New legislation on global minimum tax to take effect 1 January 2024
December 20, 2023
Source: Baker McKenzie
In brief
On 29 November 2023, the Vietnam National Assembly adopted Resolution No. 107/2023/QH15, regarding the application of top-up corporate income tax according to the Global Anti-Base Erosion rules ("Resolution 107"). Resolution 107 covers both Qualified Domestic Minimum Top-Up Tax (QDMTT) and Income Inclusion Rule (IIR). It will take effect from 1 January 2024 and be applicable from fiscal year 2024.
Key takeaways
- Resolution 107 is brief (only 8 articles), with reference to the Global Anti-Base Erosion rules provided by the Inclusive Framework on BEPS.
- The government will issue implementing regulations to provide further details for definition of terms, determination of QDMTT and IIR payables, and other issues related to tax administration.
- Articles 4 and 5 of the Resolution provide the formulas to calculate QDMTT and IIR without details on how to determine each factor, which will be provided in the government's implementing regulations.
- The foreign currency exchange rate that is used to determine the thresholds of revenue/income quoted in foreign currency under Resolution 107 is the average of the central rate issued by the State Bank of Vietnam for December of the year preceding the relevant year of revenue/income.
- The government is assigned to prescribe any updates/changes adopted after 1 January 2024 by the Inclusive Framework. This means that changes to the Pillar 2 rules will be reflected in under-law legal normative documents. However, if such changes are contrary to the Resolution, the government will need to report to the National Assembly for further consideration.
- Amended CIT Law that reflects this new tax policy will be added to the legislation agenda of 2024.
- The Vietnam top-up tax under the QDMTT and IIR will be paid to the central state budget.
In more detail
QDMTT
- Object of application: Any constituent entity that: (i) operates in Vietnam; (ii) is a member of an in-scope MNE having revenues of EUR 750 million or more recorded in its ultimate parent entity's consolidated financial statements for two of four years preceding the concerned fiscal year; and (iii) pay tax in Vietnam at an effective tax rate lower than 15%
- Formulas to determine the Vietnam effective tax rate and minimum top-up tax are aligned with those provided under the Model Rules of the Inclusive Framework on BEPs.
- Tangible assets and payroll carveouts in determination of profits subject to top-up tax are allowed at the rate of 5%. Higher rate will apply during the period from 2024 to 2032.
- The Vietnam QDMTT will be deemed to be zero if both of the following conditions are satisfied:
- Average GloBE Revenue of the Vietnam constituent entities is less than EUR 10 million.
- Average GloBE Income or Loss of the Vietnam constituent entities is a loss or is less than EUR 1 million.
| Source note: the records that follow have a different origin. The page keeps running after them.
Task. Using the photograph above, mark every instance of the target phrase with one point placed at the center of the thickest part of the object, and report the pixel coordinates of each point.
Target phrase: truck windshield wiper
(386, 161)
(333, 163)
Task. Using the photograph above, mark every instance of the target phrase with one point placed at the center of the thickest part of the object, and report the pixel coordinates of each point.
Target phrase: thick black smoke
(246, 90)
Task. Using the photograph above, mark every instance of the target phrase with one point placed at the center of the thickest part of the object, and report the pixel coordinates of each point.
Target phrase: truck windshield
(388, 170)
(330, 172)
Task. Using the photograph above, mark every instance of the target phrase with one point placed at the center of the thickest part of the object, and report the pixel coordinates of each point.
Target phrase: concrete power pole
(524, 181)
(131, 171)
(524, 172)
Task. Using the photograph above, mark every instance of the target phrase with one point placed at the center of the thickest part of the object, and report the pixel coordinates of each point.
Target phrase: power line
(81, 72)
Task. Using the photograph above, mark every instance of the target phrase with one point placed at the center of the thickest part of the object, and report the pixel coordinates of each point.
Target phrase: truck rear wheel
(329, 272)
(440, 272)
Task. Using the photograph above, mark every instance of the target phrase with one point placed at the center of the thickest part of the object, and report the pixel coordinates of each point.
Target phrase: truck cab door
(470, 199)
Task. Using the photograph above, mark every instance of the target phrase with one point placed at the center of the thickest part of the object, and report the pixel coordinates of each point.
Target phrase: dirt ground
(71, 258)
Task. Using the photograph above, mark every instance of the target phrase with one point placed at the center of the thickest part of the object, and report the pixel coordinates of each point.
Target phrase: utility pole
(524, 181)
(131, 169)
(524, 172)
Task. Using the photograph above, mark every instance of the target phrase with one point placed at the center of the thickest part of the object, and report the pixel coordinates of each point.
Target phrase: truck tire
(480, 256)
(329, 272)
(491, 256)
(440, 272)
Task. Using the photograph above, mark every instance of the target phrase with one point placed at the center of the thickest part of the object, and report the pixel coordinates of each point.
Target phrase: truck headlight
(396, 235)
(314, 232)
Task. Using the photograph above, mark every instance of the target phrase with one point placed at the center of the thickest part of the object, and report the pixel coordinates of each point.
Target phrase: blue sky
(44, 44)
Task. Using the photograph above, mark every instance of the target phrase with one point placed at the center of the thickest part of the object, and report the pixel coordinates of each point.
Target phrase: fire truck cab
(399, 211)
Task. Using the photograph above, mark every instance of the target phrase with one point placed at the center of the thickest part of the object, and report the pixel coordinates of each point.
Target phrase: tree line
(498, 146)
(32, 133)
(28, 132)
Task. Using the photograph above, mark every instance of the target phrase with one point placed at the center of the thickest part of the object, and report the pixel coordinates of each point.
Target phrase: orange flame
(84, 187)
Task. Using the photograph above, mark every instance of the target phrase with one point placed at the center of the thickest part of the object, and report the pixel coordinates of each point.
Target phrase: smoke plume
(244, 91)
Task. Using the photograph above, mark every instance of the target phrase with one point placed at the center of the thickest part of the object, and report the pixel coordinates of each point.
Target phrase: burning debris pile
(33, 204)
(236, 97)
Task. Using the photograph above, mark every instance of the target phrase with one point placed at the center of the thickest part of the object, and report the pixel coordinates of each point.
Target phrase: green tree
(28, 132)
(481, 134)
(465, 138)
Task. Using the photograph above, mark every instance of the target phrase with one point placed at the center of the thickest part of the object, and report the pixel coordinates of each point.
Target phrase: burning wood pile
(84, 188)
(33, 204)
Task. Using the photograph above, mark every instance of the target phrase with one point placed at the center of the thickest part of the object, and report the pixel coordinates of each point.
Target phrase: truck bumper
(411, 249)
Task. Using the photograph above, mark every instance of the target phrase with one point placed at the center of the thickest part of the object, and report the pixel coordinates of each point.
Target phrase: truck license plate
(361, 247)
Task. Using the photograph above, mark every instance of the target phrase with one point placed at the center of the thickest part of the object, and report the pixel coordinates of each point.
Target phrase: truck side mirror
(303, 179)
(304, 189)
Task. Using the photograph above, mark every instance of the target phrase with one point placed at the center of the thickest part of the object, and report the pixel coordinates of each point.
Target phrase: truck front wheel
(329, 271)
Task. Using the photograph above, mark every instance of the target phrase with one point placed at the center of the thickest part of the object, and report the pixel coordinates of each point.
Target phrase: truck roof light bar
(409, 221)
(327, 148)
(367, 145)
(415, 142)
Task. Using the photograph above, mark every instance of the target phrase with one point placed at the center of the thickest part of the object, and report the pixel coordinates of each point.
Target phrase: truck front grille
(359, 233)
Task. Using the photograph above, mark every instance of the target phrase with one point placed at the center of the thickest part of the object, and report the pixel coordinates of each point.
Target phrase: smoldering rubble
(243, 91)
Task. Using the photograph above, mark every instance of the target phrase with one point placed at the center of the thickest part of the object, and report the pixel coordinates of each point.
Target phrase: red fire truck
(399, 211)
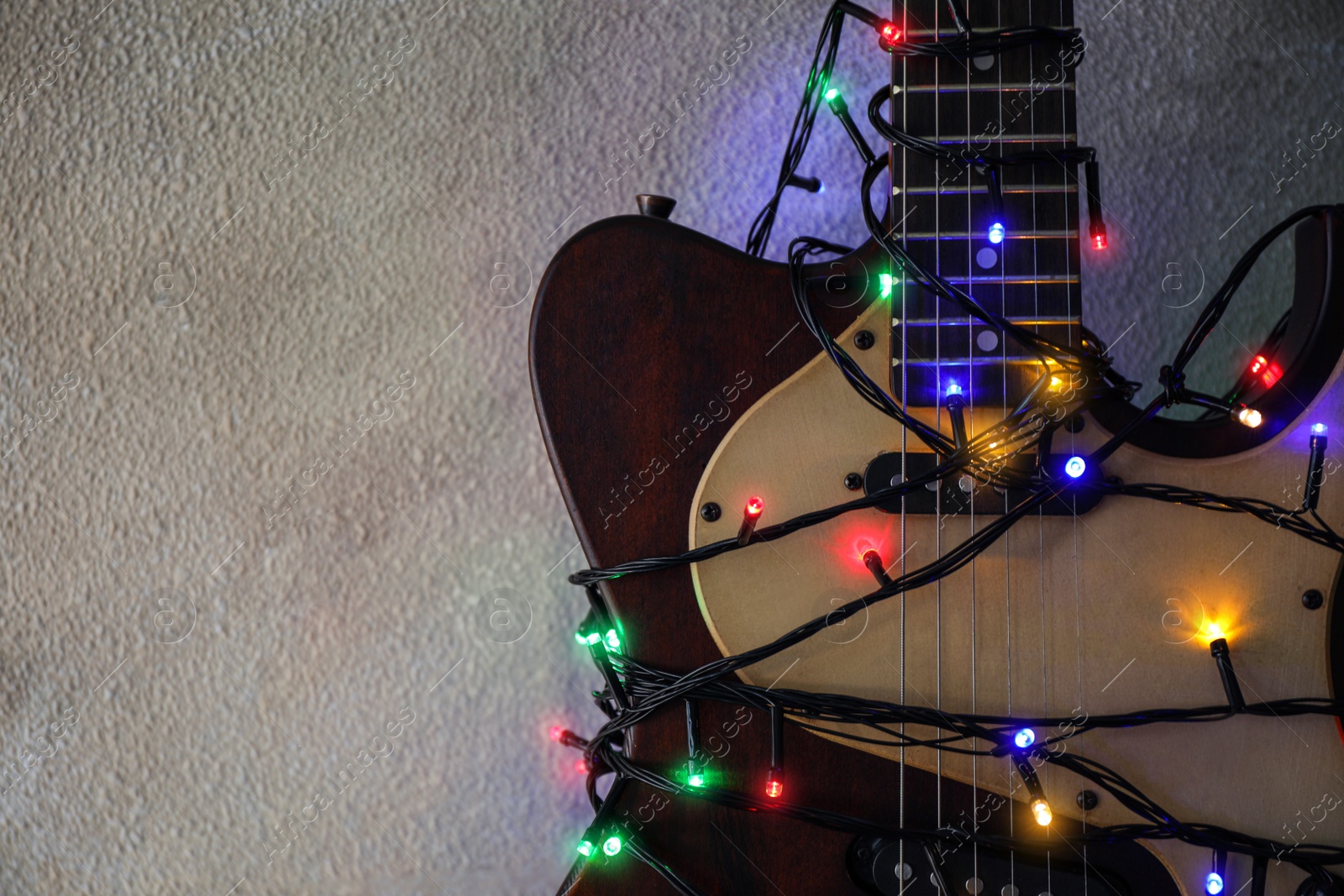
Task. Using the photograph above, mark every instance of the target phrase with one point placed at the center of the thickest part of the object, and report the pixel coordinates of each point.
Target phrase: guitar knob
(655, 206)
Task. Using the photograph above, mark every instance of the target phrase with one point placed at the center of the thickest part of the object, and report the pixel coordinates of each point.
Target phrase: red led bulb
(1267, 369)
(750, 513)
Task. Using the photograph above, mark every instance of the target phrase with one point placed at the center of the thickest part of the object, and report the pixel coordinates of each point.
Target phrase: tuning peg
(655, 206)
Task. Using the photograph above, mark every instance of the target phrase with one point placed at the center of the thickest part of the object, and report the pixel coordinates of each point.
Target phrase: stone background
(210, 663)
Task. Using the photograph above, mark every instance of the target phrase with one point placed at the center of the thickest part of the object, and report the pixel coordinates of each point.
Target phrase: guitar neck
(1018, 101)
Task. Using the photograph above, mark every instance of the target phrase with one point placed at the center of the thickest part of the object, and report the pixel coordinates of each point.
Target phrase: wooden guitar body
(642, 328)
(671, 372)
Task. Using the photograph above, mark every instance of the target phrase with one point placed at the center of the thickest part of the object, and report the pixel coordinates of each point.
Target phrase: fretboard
(1021, 100)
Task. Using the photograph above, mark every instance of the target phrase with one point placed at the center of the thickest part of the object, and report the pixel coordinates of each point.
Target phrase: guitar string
(1070, 210)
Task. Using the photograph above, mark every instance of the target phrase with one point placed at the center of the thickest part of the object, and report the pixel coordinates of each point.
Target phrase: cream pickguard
(1095, 614)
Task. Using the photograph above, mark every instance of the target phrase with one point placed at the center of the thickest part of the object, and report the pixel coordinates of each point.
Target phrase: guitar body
(638, 328)
(669, 371)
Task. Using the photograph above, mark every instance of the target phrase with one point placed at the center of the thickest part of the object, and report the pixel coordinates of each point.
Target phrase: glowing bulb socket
(885, 282)
(889, 35)
(877, 567)
(1315, 466)
(1223, 658)
(750, 513)
(1268, 371)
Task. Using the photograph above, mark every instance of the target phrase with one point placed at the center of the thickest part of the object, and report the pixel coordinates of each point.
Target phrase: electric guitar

- Filing and payment timeline: In-scope enterprises must file the GloBE Information Return, Top-Up Corporate Income Tax Return and Report of Explanation about variations of accounting standards within 12 months after a fiscal year end. The timeline for payment is the same as the timeline for filing.
IIR
- Object of application: A constituent entity that is an ultimate parent entity, partially owned parent entity, or intermediate parent entity that is located in Vietnam, holding directly or indirectly ownership in a low-taxed constituent entity at any time in a fiscal year ̶ Such entity shall declare and pay tax according to the IIR in an amount equal to its allocable share of the top-up tax of that low-taxed constituent entity for the fiscal year unless such top-up tax is paid under a qualified IIR in another jurisdiction according to the priority in the application of the IIR as provided under the Global Anti-Base Erosion rules.
- Formulas to determine the Vietnam effective tax rate and minimum top-up tax are aligned with those provided under the Model Rules of the Inclusive Framework on BEPs.
- Tangible assets and payroll carveouts in determination of profits subject to top-up tax are allowed at the rate of 5%. A higher rate will apply for the period from 2024 to 2032.
- The Vietnam top-up tax for constituent entities located in a jurisdiction will be deemed to be zero if both of the following conditions are satisfied:
- Average GloBE Revenue of such jurisdiction is less than EUR 10 million.
- Average GloBE Income or Loss of such jurisdiction is a loss or is less than EUR 1 million.
- Filing and payment timeline: In-scope enterprises must file the GloBE Information Return, Top-Up Corporate Income Tax Return and Report of Explanation about variations of accounting standards within 18 months after the fiscal year end with respect to the first year the MNE becomes in-scope; and within 15 months after the fiscal year end for subsequent years. The timeline for payment is the same as the timeline for filing.